If your professional speedometer is broken, get it fixed.  When you and your team know what the goals are and how you are doing against them, you will have a much easier time figuring out what is working and what needs to change.

Be careful what you measure

Ironically, editor Chris Anderson argues against managing with numbers in his article It’s Time to Manage for Abundance.  He uses very real and relevant examples where artificial scarcity turns out to be counterproductive.

Cases in point – the “full” voicemail inbox (the average iPod can store 100,000 of them) and the IT department harassing employees to delete files because the company is running out of storage room (Anderson’s children have twice as much storage on their home PCs than his entire staff has at the office.)

The real point that Anderson is trying to make is that, too often, we end up measuring and managing against the wrong things.  Why would you make your entire staff spend an afternoon deleting old files when you can supply them with a one-terabyte desktop hard drive for under $100?  How valuable is your time?  Your team’s time?

Another example of measurement gone wrong is the time wasted by computers posing as customer service departments.  The journey into the interactive voice response labyrinth always begin the same way – “your call is important to us…”  Really?  At this point, we’ve all been trained never to call a big company unless we have a unique question or issue that cannot be solved online or by punching responses into the dial pad.  Yet companies insist on wasting our time because they are measuring and managing against a short-sighted set of call center metrics.

Worshiping the wrong data can be very costly in the long run.  The Forbes article Too Smart for its Own Good answers the question – What does a company look like when it’s run by consultants? Ebay.

According to the story, the consultants running Ebay hired their former employer, McKinsey, to answer a crucial question: Is Google a threat?  After months of data mining the consultants concluded: not really.  Today, eBay has to write a monthly check for 15% of its traffic via Google’s paid search results.

Start with the end in mind

So what should you measure and what should you avoid?

Start by defining success.  Where do you want to be six months or a year from now?  What is a realistic goal?  What results would cause you to close up shop and go home?

Start with those metrics and then work backwards.  Let’s say you want to land ten new accounts by next year.  How many proposals will you need to make to close ten? How many propects will you need to identify and meet with to get to that level of proposals?

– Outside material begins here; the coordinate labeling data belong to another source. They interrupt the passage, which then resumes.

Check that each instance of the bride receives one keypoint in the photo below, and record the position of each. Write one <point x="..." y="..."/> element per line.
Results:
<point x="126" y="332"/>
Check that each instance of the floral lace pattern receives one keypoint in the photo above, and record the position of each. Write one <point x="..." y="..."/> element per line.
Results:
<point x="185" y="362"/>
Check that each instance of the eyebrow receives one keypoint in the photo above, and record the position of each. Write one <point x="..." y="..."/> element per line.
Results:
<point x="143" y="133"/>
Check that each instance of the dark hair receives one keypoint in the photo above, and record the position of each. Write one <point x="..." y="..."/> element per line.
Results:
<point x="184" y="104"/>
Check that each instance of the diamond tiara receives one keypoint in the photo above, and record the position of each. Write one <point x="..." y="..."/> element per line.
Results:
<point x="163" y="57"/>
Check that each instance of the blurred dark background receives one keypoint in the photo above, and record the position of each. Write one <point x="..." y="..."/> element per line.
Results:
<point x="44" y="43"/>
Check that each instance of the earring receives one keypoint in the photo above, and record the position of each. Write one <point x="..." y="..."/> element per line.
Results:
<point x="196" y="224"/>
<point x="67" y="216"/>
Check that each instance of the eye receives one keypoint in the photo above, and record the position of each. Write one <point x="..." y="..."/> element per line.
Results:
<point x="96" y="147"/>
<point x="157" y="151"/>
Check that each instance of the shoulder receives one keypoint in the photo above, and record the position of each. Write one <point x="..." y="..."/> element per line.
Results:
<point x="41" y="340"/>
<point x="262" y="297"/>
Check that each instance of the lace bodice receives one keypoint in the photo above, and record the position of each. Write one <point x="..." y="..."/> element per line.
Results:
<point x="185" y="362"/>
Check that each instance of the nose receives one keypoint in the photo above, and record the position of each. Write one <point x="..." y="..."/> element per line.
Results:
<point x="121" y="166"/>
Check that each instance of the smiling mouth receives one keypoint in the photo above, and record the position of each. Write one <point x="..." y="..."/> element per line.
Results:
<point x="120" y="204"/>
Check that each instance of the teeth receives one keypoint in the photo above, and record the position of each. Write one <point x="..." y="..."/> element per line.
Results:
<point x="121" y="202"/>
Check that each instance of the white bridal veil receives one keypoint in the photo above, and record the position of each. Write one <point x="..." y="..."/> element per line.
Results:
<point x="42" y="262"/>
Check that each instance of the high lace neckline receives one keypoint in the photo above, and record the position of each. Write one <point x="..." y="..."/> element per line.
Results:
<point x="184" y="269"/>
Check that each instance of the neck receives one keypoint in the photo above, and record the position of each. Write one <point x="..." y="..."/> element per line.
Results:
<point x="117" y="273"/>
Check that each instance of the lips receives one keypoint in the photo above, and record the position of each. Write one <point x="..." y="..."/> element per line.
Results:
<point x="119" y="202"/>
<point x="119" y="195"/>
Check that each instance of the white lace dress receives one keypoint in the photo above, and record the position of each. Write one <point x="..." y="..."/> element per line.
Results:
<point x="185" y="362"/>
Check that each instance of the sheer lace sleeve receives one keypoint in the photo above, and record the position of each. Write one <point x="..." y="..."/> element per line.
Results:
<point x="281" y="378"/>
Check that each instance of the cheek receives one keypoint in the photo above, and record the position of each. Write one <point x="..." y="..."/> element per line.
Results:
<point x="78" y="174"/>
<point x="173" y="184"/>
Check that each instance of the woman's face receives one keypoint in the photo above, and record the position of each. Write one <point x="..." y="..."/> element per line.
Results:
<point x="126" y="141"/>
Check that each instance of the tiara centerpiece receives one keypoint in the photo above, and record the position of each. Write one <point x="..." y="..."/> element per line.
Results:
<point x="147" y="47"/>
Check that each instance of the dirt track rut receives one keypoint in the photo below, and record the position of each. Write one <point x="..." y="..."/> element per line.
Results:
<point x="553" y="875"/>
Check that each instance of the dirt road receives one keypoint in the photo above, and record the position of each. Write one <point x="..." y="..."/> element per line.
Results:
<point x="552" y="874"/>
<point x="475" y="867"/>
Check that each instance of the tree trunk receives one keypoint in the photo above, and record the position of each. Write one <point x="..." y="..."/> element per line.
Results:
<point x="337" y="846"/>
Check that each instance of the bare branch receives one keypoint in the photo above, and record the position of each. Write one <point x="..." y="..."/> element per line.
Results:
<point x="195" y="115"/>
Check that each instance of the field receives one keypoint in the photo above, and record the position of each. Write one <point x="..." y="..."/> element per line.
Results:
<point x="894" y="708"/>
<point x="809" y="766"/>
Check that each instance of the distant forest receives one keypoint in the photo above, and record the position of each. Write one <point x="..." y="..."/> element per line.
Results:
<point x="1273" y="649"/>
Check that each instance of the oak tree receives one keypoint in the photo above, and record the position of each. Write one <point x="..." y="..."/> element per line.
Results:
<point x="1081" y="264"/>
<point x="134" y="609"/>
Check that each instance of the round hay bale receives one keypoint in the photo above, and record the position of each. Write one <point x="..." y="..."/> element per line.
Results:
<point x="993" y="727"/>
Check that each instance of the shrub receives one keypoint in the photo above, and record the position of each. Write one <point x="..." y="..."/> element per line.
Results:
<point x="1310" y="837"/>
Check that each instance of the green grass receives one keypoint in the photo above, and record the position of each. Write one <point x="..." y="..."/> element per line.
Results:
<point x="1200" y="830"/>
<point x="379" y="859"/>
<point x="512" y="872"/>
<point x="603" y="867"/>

Don’t forget to put time regulators against your milestones.  If you want to be in your customer’s budget for next year, then you need to be in front of the decision makers before planning season kicks off this year.  Other factors enter into the timing equation.

Approval processes, priorities of other departments and availability of your own resources all play a role in the pace of your progress.  Be realistic, build in enough time to accomodate the other factors and get started on the long lead items sooner rather than later.

Setting goals, measuring progress and assessing results are critical to success.  However, measuring the wrong things can lead you astray and even cost you real money.  The best way to figure what to measure is to start by defining success and then work backwards to identify the key drivers and milestones. Focusing on anything else is distracting and possibly counterproductive.